Peter Beinart makes an odd argument:
Part of the rationale for giving people who got Iraq wrong last time the chance to explain why this intervention is different is that they may be right. Supporting the Iraq invasion was an unusually big mistake, but sooner or later, almost everyone who offers opinions about war makes mistakes. Ted Kennedy opposed overthrowing Manuel Noriega. Colin Powell opposed the Gulf War, as did most Democrats in Congress. Jimmy Carter thought it such a bad idea that he urged other nations to reject authorization for force at the UN. Michael Moore opposed NATO’s military intervention in Kosovo.
This list is revealing, but not in the way Beinart intends. Beinart takes for granted that pretty much every other modern military intervention before the invasion of Iraq was the right thing to do, and so assumes opponents were badly mistaken. There are two rather glaring problems with this. The first is that it is not remotely obvious to anyone except consistently hawkish interventionists that invading Panama and bombing Serbia were the right things to do.
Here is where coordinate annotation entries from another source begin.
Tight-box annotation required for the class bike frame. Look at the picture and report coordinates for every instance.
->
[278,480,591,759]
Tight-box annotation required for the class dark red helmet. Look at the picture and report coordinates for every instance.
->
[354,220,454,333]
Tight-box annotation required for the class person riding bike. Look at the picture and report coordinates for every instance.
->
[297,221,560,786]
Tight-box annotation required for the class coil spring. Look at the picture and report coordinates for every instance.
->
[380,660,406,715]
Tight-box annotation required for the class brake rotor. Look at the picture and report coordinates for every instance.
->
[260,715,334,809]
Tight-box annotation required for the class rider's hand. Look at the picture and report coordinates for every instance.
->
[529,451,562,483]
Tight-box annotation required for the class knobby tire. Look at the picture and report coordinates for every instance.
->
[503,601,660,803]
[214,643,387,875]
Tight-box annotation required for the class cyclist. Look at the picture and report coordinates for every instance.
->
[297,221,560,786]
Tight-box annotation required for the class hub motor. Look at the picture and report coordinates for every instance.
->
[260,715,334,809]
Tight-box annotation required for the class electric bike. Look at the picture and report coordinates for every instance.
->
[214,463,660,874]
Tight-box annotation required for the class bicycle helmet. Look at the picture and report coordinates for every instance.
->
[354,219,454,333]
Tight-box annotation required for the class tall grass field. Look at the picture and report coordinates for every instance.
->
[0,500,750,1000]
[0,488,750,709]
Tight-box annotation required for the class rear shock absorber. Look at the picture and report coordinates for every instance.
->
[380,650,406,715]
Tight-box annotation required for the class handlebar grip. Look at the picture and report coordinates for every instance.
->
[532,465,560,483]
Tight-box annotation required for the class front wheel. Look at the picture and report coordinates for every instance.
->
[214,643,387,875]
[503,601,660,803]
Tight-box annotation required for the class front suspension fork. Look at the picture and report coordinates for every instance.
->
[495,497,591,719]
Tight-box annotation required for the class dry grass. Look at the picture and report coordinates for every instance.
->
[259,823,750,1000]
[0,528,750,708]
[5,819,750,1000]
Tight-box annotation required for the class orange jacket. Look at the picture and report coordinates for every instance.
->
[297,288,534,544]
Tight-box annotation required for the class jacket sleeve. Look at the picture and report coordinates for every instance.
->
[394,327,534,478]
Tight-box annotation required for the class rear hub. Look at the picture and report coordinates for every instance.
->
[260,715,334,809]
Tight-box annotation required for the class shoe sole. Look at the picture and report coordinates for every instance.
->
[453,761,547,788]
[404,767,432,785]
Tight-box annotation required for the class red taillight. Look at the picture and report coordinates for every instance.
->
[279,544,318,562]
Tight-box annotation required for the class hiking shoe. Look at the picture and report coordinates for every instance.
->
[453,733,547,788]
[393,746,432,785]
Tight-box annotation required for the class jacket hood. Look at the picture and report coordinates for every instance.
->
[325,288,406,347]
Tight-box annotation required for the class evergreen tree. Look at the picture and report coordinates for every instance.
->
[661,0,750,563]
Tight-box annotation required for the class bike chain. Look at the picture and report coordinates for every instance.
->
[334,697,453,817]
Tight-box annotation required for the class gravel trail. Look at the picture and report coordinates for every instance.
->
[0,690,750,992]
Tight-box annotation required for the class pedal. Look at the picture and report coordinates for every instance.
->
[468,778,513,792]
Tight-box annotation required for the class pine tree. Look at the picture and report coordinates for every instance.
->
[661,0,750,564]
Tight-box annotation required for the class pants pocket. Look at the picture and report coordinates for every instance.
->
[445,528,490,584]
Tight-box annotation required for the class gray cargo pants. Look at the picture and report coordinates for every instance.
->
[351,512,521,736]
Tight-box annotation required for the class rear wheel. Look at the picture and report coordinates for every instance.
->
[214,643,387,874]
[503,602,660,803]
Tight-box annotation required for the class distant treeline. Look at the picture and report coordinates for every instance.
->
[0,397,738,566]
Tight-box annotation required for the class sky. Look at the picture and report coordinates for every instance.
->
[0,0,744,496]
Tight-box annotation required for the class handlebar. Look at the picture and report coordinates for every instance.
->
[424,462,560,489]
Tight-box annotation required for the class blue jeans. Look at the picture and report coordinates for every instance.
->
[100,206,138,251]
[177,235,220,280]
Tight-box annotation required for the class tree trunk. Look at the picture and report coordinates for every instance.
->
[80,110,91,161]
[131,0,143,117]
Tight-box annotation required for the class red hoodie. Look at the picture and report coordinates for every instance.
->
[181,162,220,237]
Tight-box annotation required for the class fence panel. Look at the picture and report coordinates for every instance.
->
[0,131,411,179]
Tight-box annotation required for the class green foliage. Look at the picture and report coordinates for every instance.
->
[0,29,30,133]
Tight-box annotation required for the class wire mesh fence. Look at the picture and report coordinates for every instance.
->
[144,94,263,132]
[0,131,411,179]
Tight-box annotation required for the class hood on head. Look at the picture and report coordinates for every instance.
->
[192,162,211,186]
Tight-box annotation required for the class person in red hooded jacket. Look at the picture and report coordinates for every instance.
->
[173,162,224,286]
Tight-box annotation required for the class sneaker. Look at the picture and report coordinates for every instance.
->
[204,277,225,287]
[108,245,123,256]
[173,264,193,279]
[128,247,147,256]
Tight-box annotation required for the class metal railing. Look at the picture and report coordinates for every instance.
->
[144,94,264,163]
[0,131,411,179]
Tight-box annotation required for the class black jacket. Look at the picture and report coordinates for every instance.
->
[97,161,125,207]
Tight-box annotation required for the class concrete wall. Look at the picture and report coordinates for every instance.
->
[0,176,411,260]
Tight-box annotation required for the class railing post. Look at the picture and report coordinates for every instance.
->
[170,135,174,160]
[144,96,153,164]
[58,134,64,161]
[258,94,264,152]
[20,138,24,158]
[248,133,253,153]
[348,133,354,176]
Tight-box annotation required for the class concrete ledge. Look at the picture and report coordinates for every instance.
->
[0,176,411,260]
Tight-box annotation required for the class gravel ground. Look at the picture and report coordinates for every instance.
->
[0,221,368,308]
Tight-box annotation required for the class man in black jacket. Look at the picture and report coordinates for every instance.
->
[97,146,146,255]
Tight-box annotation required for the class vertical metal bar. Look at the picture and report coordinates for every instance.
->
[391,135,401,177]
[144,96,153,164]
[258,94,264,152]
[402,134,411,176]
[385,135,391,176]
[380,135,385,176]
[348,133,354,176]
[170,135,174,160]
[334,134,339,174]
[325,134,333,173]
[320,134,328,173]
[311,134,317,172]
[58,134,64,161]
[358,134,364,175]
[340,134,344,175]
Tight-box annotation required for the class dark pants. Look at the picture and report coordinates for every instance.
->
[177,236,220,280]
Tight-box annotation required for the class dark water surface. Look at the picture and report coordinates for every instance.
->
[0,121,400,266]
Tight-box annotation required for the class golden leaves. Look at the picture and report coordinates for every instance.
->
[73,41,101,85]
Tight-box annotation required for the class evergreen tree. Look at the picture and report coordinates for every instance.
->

Insofar as both of them helped pave the way for the later, more costly illegal war in Iraq, they did real harm to the U.S. Because neither was actually necessary for U.S. security, it was wrong for the U.S. to resort to force in these countries. Kosovo arguably provided a pretext for later Russian interference in its near abroad, and the war in 1999 demonstrated that the U.S. and its allies would trample on international law when it suited them to do so. The farther we get from the debates of 1990-91, the harder it is to fault skeptics for their caution and reluctance. While it may have been justifiable and legal to expel Iraqi forces from Kuwait, it is also the case that the war embarked the U.S. on a course of twenty years of sanctioning, bombing, and eventually invading the country. As the current debate shows, the U.S. is still in danger of being pulled back in. The costs of our Iraq policy over the last two decades have been enormous, which makes it fair to wonder if the skeptics in the early ’90s deserve a lot more credit for their caution than they usually receive.
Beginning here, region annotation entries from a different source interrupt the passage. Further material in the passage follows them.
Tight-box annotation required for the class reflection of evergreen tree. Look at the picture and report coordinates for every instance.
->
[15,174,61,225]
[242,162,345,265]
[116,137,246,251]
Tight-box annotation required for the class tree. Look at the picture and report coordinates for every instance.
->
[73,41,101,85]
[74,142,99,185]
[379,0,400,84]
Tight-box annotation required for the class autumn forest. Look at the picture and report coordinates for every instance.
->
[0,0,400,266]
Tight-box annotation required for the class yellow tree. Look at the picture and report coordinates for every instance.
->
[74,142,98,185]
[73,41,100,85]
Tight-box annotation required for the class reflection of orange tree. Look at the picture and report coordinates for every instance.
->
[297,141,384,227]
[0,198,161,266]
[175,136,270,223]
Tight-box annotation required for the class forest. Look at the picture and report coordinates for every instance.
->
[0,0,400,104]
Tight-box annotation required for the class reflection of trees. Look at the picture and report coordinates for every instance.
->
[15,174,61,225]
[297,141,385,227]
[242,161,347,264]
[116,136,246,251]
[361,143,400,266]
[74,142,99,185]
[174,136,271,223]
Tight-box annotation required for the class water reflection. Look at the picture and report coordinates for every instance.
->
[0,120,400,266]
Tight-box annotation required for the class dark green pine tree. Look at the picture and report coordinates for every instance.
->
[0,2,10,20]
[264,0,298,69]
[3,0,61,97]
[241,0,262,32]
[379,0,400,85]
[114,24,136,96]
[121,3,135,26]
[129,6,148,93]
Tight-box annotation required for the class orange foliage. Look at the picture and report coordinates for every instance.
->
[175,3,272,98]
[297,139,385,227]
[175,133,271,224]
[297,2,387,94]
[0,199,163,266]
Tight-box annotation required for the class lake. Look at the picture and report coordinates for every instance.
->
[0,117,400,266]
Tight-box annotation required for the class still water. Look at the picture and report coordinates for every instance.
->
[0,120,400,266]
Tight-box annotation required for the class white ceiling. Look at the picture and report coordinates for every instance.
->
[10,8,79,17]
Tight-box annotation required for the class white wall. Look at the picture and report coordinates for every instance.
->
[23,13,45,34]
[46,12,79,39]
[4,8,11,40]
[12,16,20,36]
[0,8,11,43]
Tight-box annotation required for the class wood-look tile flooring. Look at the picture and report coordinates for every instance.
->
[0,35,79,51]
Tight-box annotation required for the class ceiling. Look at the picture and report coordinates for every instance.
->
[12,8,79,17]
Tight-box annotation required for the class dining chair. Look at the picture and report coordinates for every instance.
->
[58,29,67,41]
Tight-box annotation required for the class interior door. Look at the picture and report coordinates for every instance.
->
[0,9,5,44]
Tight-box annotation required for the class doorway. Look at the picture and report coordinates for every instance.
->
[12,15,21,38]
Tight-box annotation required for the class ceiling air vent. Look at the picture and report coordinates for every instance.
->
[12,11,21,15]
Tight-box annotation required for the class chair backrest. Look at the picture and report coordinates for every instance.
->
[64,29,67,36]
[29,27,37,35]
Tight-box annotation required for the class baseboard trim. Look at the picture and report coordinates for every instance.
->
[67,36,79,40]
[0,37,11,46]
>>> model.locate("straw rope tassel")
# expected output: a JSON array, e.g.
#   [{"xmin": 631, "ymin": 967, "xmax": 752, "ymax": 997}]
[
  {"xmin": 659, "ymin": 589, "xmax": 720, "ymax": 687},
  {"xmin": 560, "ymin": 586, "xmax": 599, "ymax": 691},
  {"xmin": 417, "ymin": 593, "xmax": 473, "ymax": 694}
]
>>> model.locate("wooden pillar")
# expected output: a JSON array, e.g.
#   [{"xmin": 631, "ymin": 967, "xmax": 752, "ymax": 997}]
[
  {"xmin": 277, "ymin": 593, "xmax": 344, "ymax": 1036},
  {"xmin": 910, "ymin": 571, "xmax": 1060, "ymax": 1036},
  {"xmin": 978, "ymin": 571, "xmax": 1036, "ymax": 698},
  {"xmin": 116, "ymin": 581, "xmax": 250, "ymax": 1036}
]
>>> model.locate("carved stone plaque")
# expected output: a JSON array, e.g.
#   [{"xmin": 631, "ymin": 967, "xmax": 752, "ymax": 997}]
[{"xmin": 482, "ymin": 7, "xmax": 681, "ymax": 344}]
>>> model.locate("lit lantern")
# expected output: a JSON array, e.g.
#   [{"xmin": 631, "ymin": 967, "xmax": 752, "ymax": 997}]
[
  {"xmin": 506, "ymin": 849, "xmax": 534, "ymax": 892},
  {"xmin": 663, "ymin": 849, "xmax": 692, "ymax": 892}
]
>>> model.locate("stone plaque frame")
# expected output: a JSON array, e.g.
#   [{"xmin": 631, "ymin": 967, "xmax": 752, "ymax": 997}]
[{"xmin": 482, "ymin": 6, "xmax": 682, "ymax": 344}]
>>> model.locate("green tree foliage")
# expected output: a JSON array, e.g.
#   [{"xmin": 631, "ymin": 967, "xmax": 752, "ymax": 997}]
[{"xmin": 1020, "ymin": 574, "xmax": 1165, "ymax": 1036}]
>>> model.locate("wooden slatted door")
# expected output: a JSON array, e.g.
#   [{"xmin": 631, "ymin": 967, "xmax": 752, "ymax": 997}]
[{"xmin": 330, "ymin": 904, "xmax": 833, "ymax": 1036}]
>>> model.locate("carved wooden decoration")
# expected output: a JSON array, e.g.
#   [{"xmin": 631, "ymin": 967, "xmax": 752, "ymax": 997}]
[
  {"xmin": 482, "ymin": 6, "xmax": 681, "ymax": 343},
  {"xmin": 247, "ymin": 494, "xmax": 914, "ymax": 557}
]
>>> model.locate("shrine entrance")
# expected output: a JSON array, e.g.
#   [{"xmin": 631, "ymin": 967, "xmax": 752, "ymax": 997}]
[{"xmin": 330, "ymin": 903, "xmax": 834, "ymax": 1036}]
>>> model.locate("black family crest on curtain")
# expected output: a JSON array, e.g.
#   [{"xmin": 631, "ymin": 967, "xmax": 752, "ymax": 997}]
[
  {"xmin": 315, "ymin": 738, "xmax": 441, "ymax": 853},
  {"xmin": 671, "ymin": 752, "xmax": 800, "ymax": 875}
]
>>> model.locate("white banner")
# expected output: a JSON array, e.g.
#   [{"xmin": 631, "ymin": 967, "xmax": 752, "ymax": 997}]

More important, Beinart treats the Iraq war hawks’ “mistake” (colossal blunder would be more accurate) as if it were the same as the “mistakes” of opponents of previous wars, but there is almost no sense in comparing them. Interventionists routinely warn about the “costs of inaction,” but the Iraq war and the Libyan war (which Beinart also supported) show us the measurable and sometimes very steep costs of doing what they advise. The Iraq war in particular was the greatest foreign policy blunder in a generation. Surely it must count against someone more to get a major policy decision horribly wrong than to be on the “wrong” side of a more debatable and relatively minor decision.
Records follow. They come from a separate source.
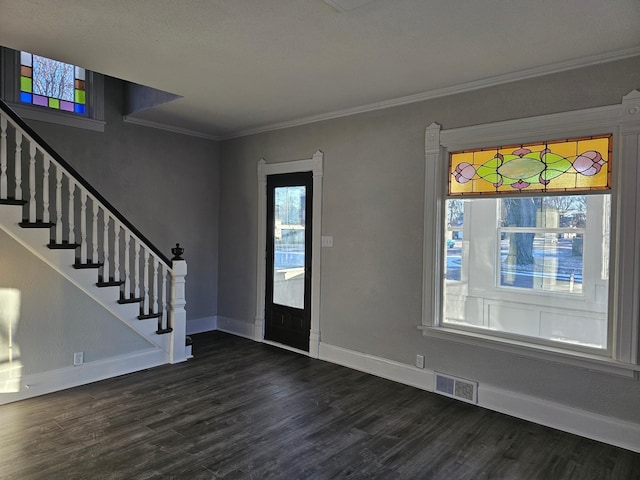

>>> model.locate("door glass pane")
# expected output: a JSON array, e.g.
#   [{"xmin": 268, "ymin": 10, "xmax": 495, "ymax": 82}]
[{"xmin": 273, "ymin": 186, "xmax": 306, "ymax": 308}]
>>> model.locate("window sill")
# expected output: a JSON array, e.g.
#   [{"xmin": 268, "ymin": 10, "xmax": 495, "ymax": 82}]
[
  {"xmin": 9, "ymin": 103, "xmax": 106, "ymax": 132},
  {"xmin": 418, "ymin": 325, "xmax": 640, "ymax": 380}
]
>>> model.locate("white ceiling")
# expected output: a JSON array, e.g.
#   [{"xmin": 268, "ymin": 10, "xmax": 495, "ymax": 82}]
[{"xmin": 0, "ymin": 0, "xmax": 640, "ymax": 138}]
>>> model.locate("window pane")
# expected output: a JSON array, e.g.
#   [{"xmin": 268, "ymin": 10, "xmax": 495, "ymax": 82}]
[
  {"xmin": 20, "ymin": 52, "xmax": 87, "ymax": 115},
  {"xmin": 273, "ymin": 186, "xmax": 306, "ymax": 308},
  {"xmin": 442, "ymin": 194, "xmax": 611, "ymax": 349},
  {"xmin": 448, "ymin": 135, "xmax": 613, "ymax": 195},
  {"xmin": 500, "ymin": 232, "xmax": 583, "ymax": 293},
  {"xmin": 445, "ymin": 200, "xmax": 464, "ymax": 281}
]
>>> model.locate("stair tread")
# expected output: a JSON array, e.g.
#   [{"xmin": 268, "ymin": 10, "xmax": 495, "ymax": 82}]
[
  {"xmin": 118, "ymin": 297, "xmax": 144, "ymax": 305},
  {"xmin": 18, "ymin": 220, "xmax": 56, "ymax": 228},
  {"xmin": 96, "ymin": 280, "xmax": 124, "ymax": 287},
  {"xmin": 73, "ymin": 262, "xmax": 103, "ymax": 270},
  {"xmin": 138, "ymin": 312, "xmax": 162, "ymax": 320},
  {"xmin": 0, "ymin": 197, "xmax": 27, "ymax": 206},
  {"xmin": 47, "ymin": 242, "xmax": 80, "ymax": 250}
]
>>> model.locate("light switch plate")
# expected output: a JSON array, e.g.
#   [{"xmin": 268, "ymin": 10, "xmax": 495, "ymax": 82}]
[{"xmin": 322, "ymin": 235, "xmax": 333, "ymax": 248}]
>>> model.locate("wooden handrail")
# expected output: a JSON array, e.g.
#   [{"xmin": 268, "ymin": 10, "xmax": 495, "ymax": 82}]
[{"xmin": 0, "ymin": 99, "xmax": 171, "ymax": 268}]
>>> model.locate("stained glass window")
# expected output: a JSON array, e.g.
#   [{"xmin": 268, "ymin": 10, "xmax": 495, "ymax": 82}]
[
  {"xmin": 448, "ymin": 135, "xmax": 613, "ymax": 196},
  {"xmin": 20, "ymin": 52, "xmax": 86, "ymax": 115}
]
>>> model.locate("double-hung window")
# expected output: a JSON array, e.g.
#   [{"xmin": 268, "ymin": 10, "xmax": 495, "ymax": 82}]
[
  {"xmin": 442, "ymin": 135, "xmax": 612, "ymax": 350},
  {"xmin": 420, "ymin": 92, "xmax": 640, "ymax": 375}
]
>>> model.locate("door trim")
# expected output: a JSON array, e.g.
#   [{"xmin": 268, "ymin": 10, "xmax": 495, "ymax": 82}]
[{"xmin": 254, "ymin": 150, "xmax": 324, "ymax": 358}]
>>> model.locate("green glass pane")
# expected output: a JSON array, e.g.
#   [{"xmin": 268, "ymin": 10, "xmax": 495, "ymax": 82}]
[
  {"xmin": 76, "ymin": 89, "xmax": 85, "ymax": 105},
  {"xmin": 20, "ymin": 77, "xmax": 32, "ymax": 93}
]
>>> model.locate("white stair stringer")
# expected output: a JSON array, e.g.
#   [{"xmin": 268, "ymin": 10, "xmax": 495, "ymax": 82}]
[{"xmin": 0, "ymin": 205, "xmax": 171, "ymax": 361}]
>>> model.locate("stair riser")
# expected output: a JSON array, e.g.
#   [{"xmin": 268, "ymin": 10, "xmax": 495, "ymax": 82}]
[{"xmin": 0, "ymin": 205, "xmax": 170, "ymax": 351}]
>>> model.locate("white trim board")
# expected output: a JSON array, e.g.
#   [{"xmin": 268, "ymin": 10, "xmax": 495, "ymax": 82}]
[
  {"xmin": 319, "ymin": 342, "xmax": 640, "ymax": 453},
  {"xmin": 255, "ymin": 150, "xmax": 324, "ymax": 358},
  {"xmin": 0, "ymin": 348, "xmax": 169, "ymax": 405}
]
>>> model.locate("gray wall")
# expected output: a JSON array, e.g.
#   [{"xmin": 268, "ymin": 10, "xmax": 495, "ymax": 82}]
[
  {"xmin": 0, "ymin": 229, "xmax": 153, "ymax": 381},
  {"xmin": 218, "ymin": 57, "xmax": 640, "ymax": 422},
  {"xmin": 22, "ymin": 77, "xmax": 220, "ymax": 320}
]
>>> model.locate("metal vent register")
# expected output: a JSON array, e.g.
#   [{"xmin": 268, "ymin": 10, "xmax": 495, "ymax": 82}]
[{"xmin": 435, "ymin": 372, "xmax": 478, "ymax": 403}]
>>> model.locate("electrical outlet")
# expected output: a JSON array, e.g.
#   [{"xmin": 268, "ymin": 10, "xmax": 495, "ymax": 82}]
[{"xmin": 73, "ymin": 352, "xmax": 84, "ymax": 366}]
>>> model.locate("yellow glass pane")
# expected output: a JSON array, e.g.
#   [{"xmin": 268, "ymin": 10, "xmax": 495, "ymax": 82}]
[{"xmin": 448, "ymin": 135, "xmax": 612, "ymax": 195}]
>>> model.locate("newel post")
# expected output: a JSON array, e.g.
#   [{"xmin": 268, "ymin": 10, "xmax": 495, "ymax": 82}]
[{"xmin": 169, "ymin": 243, "xmax": 189, "ymax": 363}]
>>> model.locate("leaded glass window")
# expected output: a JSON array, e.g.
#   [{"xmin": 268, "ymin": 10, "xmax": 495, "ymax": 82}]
[
  {"xmin": 449, "ymin": 135, "xmax": 612, "ymax": 196},
  {"xmin": 442, "ymin": 135, "xmax": 613, "ymax": 351},
  {"xmin": 20, "ymin": 52, "xmax": 86, "ymax": 115}
]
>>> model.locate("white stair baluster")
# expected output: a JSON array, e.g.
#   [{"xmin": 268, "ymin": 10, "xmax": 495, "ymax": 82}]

Then there is the refusal of many Iraq war hawks to own up to what they got wrong. Many of the loudest advocates for action in Iraq today have remained either oblivious to the consequences of the policies they supported, or they actively deny responsibility for those consequences. Unlike Beinart, many Iraq war hawks have never admitted significant error. At most, they have usually retreated to the last defense of the ideologue: “The policy was sound, and it was just the execution that failed.” They haven’t repudiated their old views, and they have never taken responsibility for the failure of the policy they supported. Indeed, so delusional are some of them that they insist that the Iraq war had been “won” right up until U.S. forces left. So one of the reasons that it is appropriate to pay little or no attention to the predictably hawkish recommendations of Iraq war hawks is that they have proven to be impervious to evidence that their previous assumptions were profoundly wrong. It is impossible to take seriously arguments from people that willfully ignore their own past mistakes in analysis and judgment.
As long as Iraq war hawks pretend that recent events have somehow vindicated their old arguments, their arguments should be dismissed as the desperately self-serving claims that they are. Another reason to pay them no mind is that many of them are repeating similarly misleading arguments and perpetuating false assumptions about the efficacy of hard power that led them to blunder as badly as they did twelve years ago. Having learned absolutely nothing from their failure, they have nothing to teach anyone else. They are free to say their piece, but it would be a waste of time and energy to pretend that they are saying anything worth listening to.